Hi,
tl:dr getting “Invalid plot header magic” on 8 of my 14 plots, server hardware, ECC RAM, datacentre NVMe…Ubuntu 20.04…no ECC errors and all disks pass SMART…using three NVMe and five datacentre HDD’s, the issue is found on plots from all three SSDs and on all five HDD’s.
If it’s a hardware error it’s an obscure one, or multiple failures.
More detail:
Dual Xeon, DDR4 ECC Type: 8x32GB Multi-bit ECC (edac-util -rfull output: mc0:noinfo:all:UE:0 / mc0:noinfo:all:CE:0 / mc1:noinfo:all:UE:0 / mc1:noinfo:all:CE:0)
3 x nvme drives (plotting)
- drive 1 - 3 plots
- drive 2 - 3 plots
- drive 3 - 1 plots
1 x nvme drives (-2) - drive that all temp files get written to before going to HDD (brand new drive)
5 x 14T sata hdd (farming) new drives
- drive 1 - 4 plots (1 bad, from sequence 2) [nvme drive 1 & 2 plots come here]
- drive 2 - 2 plots (2 bad, one from each sequence) [nvme drive 3 plots come here]
- drive 3 - 4 plots (2 bad, from sequence 1) [nvme drive 1 plots come here]
- drive 4 - 2 plots (1 bad, from sequence 1) [nvme drive 2 plots come here]
- drive 5 - 2 plots (2 bad, one from each sequence) [nvme drive 2 plots come here]
14 plots complete (7 in sequence 1, 7 in sequence 2), 8 bad (4 in sequence 1, 3 in sequence 2) wtf!!!
Error:
2021-05-18T08:09:34.615 chia.plotting.plot_tools : ERROR Failed to open file /mnt/field02/plot-k32-2021-05-17-06-57-xxx.plot. Invalid plot header magic Traceback (most recent call last):
File "/home/rthorntn/chia-blockchain/chia/plotting/plot_tools.py", line 189, in process_file
prover = DiskProver(str(filename))
ValueError: Invalid plot header magic
So I googled and I read disk issues and possibly RAM.
-
I have ECC right so it shouldn’t be that?
-
I didn’t get 8 plots from any one nvme, I guess all nvme drives could be bad?
-
The brand new Intel 750 could be bad but because it’s a single point of failure wouldn’t it corrupt all plots?
-
I have failed plots on all HDD drives, surely all 5 drives can’t be bad?
-
Cosmic rays, SATA bus corruption, SATA controller issue, who knows?
-
A bug, any other way to verify the plots?

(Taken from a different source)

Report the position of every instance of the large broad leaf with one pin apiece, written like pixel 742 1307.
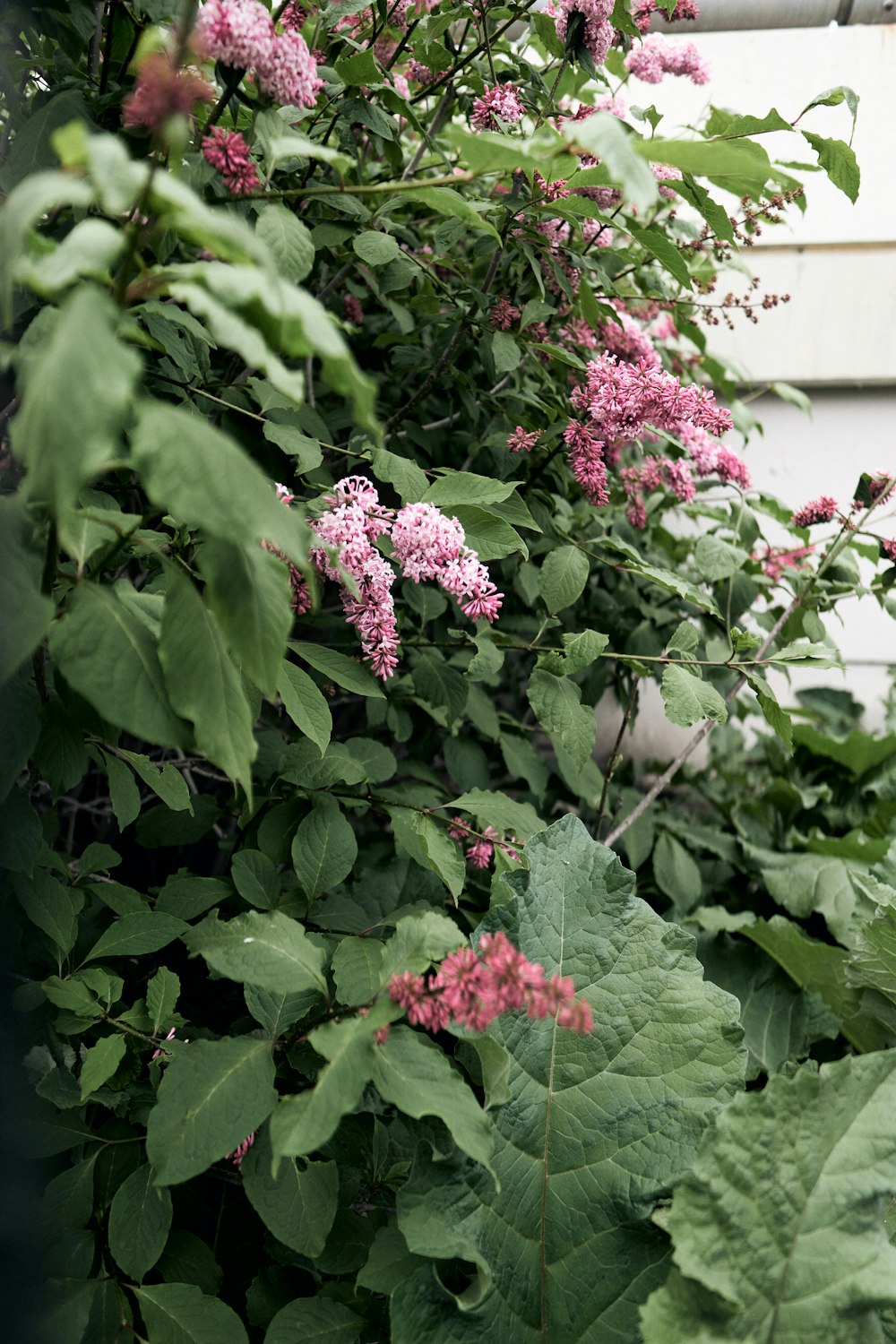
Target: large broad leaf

I’m pretty pissed that I only have 6 good plots out of 14, less than 50% success rate. Please help, lol, preferably in a way that will get all of my 14 plots to pass the check… Should I just stop plotting until I figure it out, who knows…
I just lowered the chia plots RAM from 8000 to 4000
I just changed -2 to be the same drive as -t
Command:
screen -d -m -S chia01 bash -c 'cd /home/xxx/chia-blockchain && . ./activate && sleep 0h && chia plots create -k 32 -b 4000 -e -r 4 -u 128 -n 32 -t /mnt/1600gb_1/temp1 -2 /mnt/1600gb_1 -d /mnt/field01 |tee /home/rthorntn/chialogs/chia01_1_.log'
Here goes I will check in 10 hours to see if it made any difference.